Decorate safely and keep these tips in mind:
- Don’t put decorations near open flames and other heat sources, such as light bulbs and heaters.
- Check that any decorative lights have been tested for safety by a recognized testing laboratory. Examine each set of lights for broken sockets, frayed wires or loose connections, and discard any damaged sets. Be careful not to overload sockets when plugging in lights and other electronic decorations.
- Consider glow sticks or battery-operated candles instead of real candles when lighting your jack-o’-lanterns or other luminaries. If you do use real candles, light them with long, fireplace-style matches or a utility lighter. Keep lit decorations off of doorsteps, yards and sidewalks where excited trick-or-treaters may knock them over.
- Check that no decorations are blocking your home’s exits or pathways, so you have a clear escape route in case of an emergency.
To make sure children enjoy their evening of trick-or-treating, follow these tips:
- Avoid costumes with loose, trailing fabrics or other hanging parts, which can catch fire on open flames. Check the labels on costumes, wigs and props to be sure they are made with flame resistant or retardant materials.
- Double-check that the eyeholes in masks are large enough that children can see and avoid any trips or falls, or brushes with open flames. If visibility is an issue, use makeup or face paint instead of masks.
- Provide flashlights or glow sticks to carry for lighting, and use glow-in-the-dark reflective tape on costumes for extra visibility near roads.
- Talk with children about fire safety before heading out, reminding them to stay away from open flames.
- Practice the “stop, drop and roll” technique. “This is a great time of the year for adults to teach children about fire safety, as well as first aid measures if someone gets hurt,” Hultman says.
Additional Halloween Safety Tips
- When choosing a costume, stay away from long trailing fabric. If your child is wearing a mask, make sure the eye holes are large enough so he or she can see out.

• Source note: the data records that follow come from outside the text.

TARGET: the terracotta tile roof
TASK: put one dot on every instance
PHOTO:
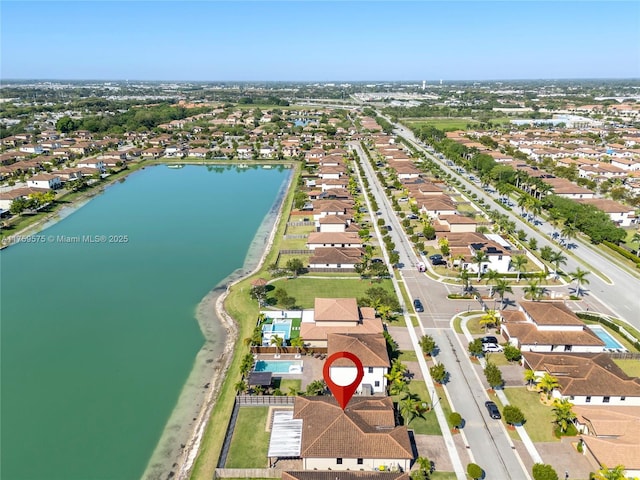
(583, 374)
(365, 429)
(528, 334)
(343, 256)
(343, 475)
(318, 332)
(334, 237)
(371, 349)
(550, 313)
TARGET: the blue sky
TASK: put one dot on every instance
(319, 41)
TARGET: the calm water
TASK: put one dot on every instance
(98, 338)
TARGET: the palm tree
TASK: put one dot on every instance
(548, 383)
(518, 262)
(479, 258)
(557, 259)
(580, 277)
(615, 473)
(491, 276)
(410, 407)
(240, 387)
(278, 341)
(564, 416)
(502, 287)
(534, 290)
(636, 239)
(466, 283)
(297, 342)
(490, 317)
(568, 231)
(424, 463)
(530, 377)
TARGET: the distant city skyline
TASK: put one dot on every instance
(319, 41)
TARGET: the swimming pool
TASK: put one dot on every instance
(279, 326)
(279, 366)
(609, 341)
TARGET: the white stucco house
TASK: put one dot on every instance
(371, 349)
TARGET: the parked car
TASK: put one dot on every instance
(491, 348)
(492, 408)
(417, 305)
(489, 339)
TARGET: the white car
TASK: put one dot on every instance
(491, 347)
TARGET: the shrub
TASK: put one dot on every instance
(512, 353)
(474, 471)
(513, 415)
(542, 471)
(493, 375)
(455, 419)
(438, 373)
(475, 347)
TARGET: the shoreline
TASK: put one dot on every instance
(179, 443)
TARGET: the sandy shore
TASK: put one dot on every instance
(179, 444)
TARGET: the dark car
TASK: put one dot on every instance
(489, 339)
(417, 305)
(437, 259)
(492, 408)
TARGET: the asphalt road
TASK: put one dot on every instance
(617, 290)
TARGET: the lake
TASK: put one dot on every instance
(98, 320)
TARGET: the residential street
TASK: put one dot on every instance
(619, 294)
(466, 392)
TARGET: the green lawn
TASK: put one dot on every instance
(539, 418)
(630, 367)
(443, 476)
(429, 424)
(250, 441)
(286, 384)
(305, 290)
(408, 356)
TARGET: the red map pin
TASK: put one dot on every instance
(343, 393)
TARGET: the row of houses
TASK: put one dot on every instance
(364, 437)
(555, 341)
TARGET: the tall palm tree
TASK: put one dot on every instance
(410, 407)
(490, 317)
(479, 258)
(464, 278)
(568, 231)
(518, 262)
(502, 287)
(491, 276)
(580, 278)
(548, 383)
(530, 377)
(557, 259)
(297, 343)
(636, 239)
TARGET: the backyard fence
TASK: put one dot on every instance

- Provide children with flashlights to carry for lighting or glow sticks as part of their costume.
- Dried flowers, cornstalks and crepe paper catch fire easily. Keep all decorations away from open flames and other heat sources like light bulbs and heaters.
- Use a battery-operated candle or glow-stick in jack-olanterns. If you use a real candle, use extreme caution. Make sure children are watched at all times when candles are lit. When lighting candles inside jack-olanterns, use long, fireplace-style matches or a utility lighter. Be sure to place lit pumpkins well away from anything that can burn and far enough out of the way of trick-or-treaters, doorsteps, walkways and yards.
- Remember to keep exits clear of decorations, so nothing blocks escape routes.
- Make sure all smoke alarms in the home are working.
- Tell children to stay away from open flames including jack-o-lanterns with candles in them. Be sure they know how to stop, drop and roll if their clothing catches fire. (Have them practice, stopping immediately, dropping to the ground, covering their face with hands, and rolling over and over to put the flames out.)